Bishops tackle xenophobia in Pentecost pastoral letter, urge faithful to embrace diversity

"If prejudices and hatred lead to exclusion, destruction and murder, love leads to the building anew of the family of man."

Archbishop Charles Scicluna (file photo)
Archbishop Charles Scicluna (file photo)

Maltese bishops have called for the local faith community to bear “a concrete witness to love” in their letter marking Pentecost.

Archbishop Charles Scicluna and Auxiliary Bishop Joseph Galea-Curmi urged the faithful to embrace diversity and the changes it brings.

“As a faith community, we are living in a society that, while appreciating its ancient roots, embraces a diversity of cultures, languages, races and religions. This is a golden opportunity for us all to witness to love, which is the universal language that everybody can understand.

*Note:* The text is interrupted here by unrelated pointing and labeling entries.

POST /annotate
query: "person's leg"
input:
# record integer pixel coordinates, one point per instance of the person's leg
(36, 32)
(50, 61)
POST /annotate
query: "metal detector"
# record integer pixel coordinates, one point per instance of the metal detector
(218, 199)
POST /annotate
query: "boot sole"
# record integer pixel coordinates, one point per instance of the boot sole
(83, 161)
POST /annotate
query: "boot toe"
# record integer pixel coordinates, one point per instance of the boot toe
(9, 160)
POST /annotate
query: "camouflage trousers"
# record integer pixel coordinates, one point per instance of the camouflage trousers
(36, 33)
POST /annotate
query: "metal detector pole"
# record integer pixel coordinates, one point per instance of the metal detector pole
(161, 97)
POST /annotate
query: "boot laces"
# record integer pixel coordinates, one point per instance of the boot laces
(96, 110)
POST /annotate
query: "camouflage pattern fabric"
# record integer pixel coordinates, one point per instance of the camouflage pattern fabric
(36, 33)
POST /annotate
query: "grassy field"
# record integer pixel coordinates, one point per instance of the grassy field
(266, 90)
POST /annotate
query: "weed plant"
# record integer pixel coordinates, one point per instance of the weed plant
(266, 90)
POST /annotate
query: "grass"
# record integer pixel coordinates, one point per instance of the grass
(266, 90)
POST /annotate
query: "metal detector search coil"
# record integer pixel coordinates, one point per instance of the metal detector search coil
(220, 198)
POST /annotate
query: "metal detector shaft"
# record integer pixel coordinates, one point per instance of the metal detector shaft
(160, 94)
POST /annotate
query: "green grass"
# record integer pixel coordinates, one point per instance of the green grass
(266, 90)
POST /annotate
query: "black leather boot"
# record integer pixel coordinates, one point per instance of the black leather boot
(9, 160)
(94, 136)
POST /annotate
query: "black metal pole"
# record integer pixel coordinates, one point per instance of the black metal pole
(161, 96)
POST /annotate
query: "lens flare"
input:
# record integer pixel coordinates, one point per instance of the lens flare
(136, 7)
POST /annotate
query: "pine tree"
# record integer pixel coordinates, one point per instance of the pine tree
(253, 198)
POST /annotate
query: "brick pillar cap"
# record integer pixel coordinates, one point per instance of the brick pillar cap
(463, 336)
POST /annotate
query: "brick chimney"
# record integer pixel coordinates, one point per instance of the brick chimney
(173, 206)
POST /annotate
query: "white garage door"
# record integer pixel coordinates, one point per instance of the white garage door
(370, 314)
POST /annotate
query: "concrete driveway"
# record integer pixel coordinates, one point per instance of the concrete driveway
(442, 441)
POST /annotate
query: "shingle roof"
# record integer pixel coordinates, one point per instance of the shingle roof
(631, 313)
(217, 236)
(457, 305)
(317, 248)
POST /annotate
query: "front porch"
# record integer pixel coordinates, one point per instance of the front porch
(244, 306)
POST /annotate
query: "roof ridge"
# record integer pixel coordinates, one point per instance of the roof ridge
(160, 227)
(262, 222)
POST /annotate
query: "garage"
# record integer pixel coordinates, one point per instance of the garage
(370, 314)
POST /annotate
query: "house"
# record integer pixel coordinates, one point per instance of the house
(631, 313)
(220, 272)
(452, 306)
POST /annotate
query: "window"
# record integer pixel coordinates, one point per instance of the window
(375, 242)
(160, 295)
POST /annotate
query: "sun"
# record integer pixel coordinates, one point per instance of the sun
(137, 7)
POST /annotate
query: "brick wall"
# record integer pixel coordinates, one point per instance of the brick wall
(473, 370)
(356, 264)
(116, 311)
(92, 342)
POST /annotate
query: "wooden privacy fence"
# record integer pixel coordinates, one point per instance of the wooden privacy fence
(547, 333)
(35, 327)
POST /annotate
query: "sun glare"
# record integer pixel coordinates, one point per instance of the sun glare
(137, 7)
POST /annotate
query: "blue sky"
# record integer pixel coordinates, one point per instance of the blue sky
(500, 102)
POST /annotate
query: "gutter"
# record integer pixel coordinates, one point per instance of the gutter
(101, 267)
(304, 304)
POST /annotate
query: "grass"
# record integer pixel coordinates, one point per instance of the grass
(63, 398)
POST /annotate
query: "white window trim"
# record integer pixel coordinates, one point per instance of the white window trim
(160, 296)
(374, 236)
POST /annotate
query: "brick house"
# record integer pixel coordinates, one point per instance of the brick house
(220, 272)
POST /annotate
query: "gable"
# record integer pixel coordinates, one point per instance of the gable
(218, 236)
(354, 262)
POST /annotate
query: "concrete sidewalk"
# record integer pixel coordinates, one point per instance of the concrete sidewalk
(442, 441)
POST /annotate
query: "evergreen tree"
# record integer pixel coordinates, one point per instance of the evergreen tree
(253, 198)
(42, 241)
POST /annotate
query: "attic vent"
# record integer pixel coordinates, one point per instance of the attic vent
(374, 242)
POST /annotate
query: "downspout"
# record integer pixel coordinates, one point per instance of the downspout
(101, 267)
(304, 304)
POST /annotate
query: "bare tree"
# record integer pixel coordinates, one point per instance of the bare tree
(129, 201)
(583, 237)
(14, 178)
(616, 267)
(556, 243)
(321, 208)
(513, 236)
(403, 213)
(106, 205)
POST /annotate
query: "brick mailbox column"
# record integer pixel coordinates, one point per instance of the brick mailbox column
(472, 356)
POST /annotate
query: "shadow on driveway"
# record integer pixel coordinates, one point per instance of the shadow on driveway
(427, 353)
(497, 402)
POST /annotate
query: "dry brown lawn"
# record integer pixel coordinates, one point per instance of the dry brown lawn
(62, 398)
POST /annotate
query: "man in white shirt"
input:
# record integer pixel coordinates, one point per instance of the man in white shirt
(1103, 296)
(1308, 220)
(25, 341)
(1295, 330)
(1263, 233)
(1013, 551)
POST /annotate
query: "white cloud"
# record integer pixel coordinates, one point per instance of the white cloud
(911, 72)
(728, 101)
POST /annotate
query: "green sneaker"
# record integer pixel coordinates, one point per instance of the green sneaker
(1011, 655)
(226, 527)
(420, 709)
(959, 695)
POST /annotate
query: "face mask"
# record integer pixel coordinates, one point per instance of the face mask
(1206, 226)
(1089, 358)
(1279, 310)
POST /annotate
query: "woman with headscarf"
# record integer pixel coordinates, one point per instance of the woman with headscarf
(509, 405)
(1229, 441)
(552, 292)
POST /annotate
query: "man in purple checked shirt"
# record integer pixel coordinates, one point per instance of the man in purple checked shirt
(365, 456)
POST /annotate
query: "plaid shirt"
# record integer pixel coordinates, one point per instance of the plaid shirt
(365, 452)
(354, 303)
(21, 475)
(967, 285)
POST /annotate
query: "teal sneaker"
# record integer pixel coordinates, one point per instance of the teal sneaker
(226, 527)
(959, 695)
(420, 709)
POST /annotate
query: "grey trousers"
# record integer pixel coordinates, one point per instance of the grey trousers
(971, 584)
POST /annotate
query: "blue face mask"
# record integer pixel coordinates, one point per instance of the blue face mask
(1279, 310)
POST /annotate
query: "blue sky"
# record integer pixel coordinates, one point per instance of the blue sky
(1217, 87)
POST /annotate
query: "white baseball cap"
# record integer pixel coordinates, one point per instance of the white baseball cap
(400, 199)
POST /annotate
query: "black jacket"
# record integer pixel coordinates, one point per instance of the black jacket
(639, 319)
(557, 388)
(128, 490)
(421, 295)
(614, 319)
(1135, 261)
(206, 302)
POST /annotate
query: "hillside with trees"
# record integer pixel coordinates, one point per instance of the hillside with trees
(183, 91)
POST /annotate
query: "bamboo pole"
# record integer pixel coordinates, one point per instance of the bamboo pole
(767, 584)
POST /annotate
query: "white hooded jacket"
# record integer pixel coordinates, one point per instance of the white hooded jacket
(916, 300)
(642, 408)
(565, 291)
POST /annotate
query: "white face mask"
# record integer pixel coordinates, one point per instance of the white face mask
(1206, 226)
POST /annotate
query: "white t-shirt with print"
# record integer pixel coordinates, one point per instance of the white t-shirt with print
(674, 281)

If prejudices and hatred lead to exclusion, destruction and murder, love leads to the building anew of the family of man. Man was created to enter into a relationship of love with God and men, whoever they are, of whatever race or colour. This love, a gift from God, is the foundation of an inclusive society where the fundamental rights of every human being, whoever he is, are respected and protected.

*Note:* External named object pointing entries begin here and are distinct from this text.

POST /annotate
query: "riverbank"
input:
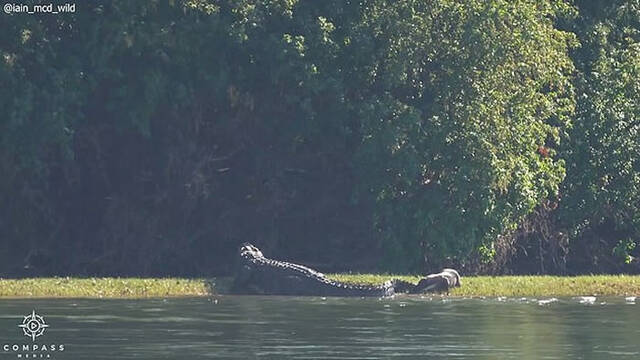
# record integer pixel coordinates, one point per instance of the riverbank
(518, 286)
(510, 286)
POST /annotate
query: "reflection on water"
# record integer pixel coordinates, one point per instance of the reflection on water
(249, 327)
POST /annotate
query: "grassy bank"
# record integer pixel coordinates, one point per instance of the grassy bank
(511, 286)
(103, 287)
(518, 286)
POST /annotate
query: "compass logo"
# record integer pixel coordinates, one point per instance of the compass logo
(33, 325)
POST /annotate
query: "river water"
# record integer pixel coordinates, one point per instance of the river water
(253, 327)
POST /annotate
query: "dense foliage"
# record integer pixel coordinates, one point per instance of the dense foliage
(154, 137)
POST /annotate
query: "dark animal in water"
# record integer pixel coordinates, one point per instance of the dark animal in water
(260, 275)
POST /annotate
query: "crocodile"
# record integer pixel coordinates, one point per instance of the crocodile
(259, 275)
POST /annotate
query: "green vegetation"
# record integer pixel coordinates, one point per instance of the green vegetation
(151, 138)
(515, 286)
(102, 287)
(510, 286)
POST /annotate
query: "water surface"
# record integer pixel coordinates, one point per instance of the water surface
(252, 327)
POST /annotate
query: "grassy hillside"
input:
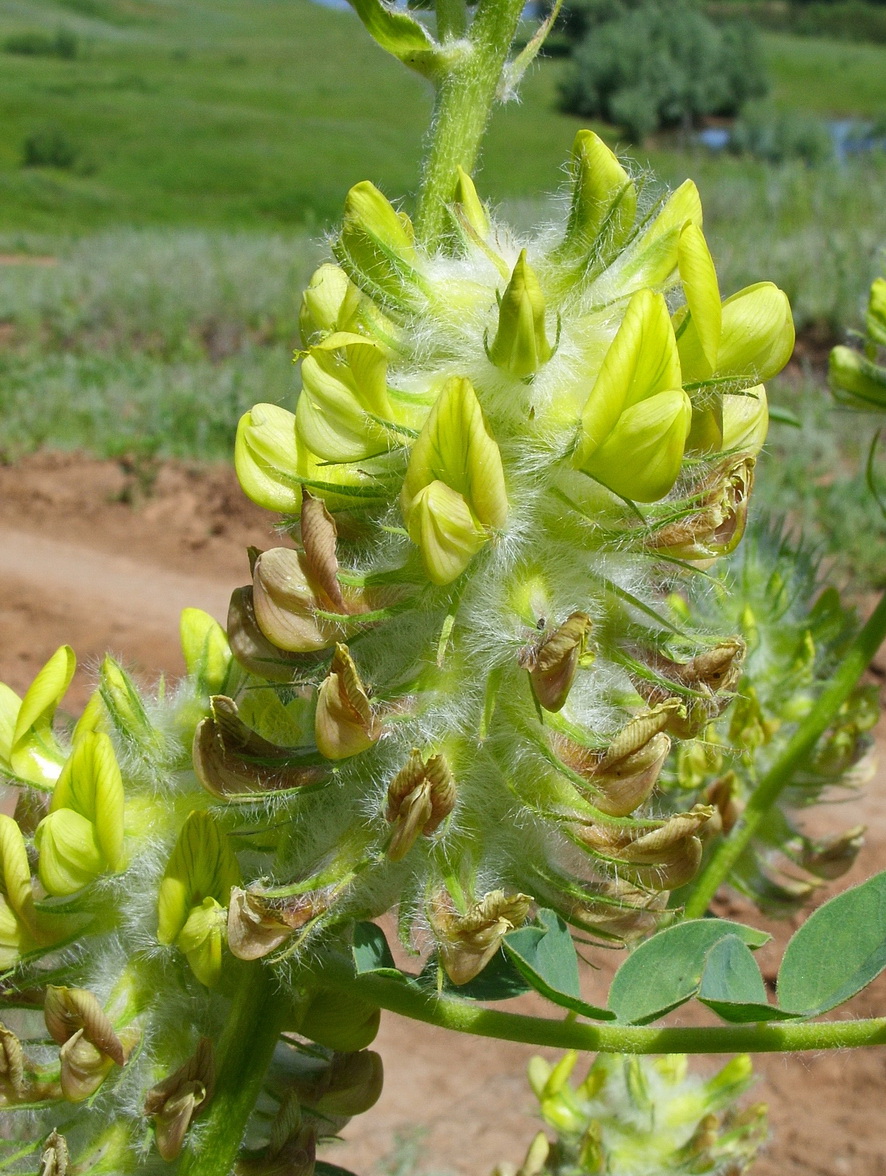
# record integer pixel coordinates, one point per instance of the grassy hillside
(262, 112)
(212, 141)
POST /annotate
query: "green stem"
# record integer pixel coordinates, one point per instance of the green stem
(244, 1055)
(464, 1016)
(781, 773)
(451, 19)
(464, 104)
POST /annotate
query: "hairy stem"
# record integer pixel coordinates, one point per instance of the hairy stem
(781, 773)
(464, 1016)
(242, 1057)
(451, 18)
(464, 104)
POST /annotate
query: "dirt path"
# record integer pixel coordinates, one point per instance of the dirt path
(80, 565)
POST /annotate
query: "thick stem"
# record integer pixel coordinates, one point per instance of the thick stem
(464, 1016)
(244, 1055)
(464, 104)
(781, 773)
(451, 19)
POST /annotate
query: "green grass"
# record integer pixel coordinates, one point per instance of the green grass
(827, 78)
(215, 139)
(815, 478)
(248, 113)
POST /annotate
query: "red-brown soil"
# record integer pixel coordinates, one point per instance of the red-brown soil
(80, 563)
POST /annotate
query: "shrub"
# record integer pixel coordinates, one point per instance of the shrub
(651, 65)
(778, 135)
(846, 20)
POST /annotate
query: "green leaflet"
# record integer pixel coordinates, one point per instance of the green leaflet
(666, 970)
(545, 955)
(839, 949)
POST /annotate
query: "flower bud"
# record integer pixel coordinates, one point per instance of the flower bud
(651, 259)
(419, 799)
(15, 890)
(55, 1158)
(671, 849)
(853, 373)
(34, 754)
(127, 710)
(711, 676)
(266, 458)
(444, 528)
(637, 418)
(721, 794)
(458, 466)
(13, 1078)
(207, 654)
(344, 411)
(553, 662)
(470, 207)
(328, 305)
(703, 293)
(286, 601)
(520, 346)
(377, 248)
(604, 199)
(173, 1102)
(623, 775)
(344, 723)
(319, 540)
(757, 339)
(90, 1047)
(875, 316)
(251, 647)
(194, 889)
(746, 421)
(258, 924)
(617, 910)
(340, 1022)
(82, 836)
(718, 522)
(232, 760)
(467, 942)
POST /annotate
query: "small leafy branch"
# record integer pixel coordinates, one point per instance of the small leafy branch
(495, 686)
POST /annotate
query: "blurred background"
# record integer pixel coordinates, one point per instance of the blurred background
(168, 168)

"Instead of pointing fingers at others, we Catholics should take the initiative and continue building bridges which go forth from our hearts and extend beyond and above the abyss of racism, of all kinds of prejudice and fear of all that is foreign, that is, all forms of xenophobia.”

People coming to live in Malta in search of a better life are not to be perceived as enemies, but partners in prosperity and the enrichment of cultural heritage said the bishops.

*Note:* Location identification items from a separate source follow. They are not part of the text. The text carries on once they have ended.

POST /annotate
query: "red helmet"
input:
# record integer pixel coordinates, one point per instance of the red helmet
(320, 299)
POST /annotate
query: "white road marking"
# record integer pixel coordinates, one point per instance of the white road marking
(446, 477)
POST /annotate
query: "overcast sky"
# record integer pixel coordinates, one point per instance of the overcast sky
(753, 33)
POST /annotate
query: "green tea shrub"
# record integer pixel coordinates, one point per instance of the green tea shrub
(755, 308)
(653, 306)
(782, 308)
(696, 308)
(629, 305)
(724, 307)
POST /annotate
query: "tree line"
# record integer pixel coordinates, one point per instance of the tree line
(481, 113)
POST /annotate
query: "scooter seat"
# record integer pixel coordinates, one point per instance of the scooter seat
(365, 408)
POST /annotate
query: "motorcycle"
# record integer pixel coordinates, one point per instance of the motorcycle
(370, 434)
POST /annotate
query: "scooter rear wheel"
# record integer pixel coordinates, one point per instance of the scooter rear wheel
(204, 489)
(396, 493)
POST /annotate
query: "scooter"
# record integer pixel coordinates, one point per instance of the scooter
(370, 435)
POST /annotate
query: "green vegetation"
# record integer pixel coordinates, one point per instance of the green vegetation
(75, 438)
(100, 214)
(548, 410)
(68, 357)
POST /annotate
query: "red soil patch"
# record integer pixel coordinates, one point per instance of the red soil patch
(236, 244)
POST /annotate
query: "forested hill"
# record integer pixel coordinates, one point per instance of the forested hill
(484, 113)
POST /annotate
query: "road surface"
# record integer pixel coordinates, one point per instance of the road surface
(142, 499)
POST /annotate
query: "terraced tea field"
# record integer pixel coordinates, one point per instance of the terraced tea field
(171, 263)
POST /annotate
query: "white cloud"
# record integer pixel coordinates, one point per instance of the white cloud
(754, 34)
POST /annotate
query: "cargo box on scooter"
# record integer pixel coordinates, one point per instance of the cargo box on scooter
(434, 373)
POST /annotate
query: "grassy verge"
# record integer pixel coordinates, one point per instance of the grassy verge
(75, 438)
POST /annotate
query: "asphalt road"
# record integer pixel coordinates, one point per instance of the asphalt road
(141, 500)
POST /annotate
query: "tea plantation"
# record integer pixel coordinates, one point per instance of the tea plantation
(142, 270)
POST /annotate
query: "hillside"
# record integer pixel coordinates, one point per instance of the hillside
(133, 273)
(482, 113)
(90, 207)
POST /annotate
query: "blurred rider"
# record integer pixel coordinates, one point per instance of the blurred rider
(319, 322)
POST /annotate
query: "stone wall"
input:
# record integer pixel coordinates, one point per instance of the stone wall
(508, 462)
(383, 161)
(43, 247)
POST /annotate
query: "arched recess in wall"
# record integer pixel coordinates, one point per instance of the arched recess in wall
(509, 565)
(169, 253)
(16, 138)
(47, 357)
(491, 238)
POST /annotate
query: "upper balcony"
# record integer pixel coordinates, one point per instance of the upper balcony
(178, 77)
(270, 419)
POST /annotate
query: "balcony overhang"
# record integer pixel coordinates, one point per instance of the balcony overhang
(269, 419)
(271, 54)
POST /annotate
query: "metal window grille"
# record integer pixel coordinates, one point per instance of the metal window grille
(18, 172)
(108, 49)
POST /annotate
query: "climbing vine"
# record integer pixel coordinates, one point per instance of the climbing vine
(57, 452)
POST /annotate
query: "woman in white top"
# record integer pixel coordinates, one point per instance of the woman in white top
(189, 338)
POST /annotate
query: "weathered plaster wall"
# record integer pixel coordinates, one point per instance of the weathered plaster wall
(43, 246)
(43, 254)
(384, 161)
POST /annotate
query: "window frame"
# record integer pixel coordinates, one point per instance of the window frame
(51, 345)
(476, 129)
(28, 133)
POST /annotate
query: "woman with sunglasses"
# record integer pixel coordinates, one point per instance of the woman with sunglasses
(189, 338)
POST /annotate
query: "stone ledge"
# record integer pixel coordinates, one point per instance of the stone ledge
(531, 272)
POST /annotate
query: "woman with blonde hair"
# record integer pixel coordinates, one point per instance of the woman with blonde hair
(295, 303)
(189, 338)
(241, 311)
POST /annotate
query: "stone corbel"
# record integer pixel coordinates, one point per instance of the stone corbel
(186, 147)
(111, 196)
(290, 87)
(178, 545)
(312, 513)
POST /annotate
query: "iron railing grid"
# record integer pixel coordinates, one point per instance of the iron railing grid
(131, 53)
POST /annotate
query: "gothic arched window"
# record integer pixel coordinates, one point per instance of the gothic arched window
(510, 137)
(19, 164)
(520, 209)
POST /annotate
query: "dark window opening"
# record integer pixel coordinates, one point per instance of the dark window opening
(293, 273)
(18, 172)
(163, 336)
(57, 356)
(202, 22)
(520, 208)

“Foreigners living in our country are human beings like us who have the same human dignity and the same fundamental rights we enjoy. If these people have not yet met Jesus Christ, what will they say when they meet us, the family of Jesus, and hear us talking about Him? What will they say when they see how we live our faith in Jesus? And above all, what will foreigners who live here say about our faith when they see how we treat them, what wages we pay them, what accommodation we offer them?”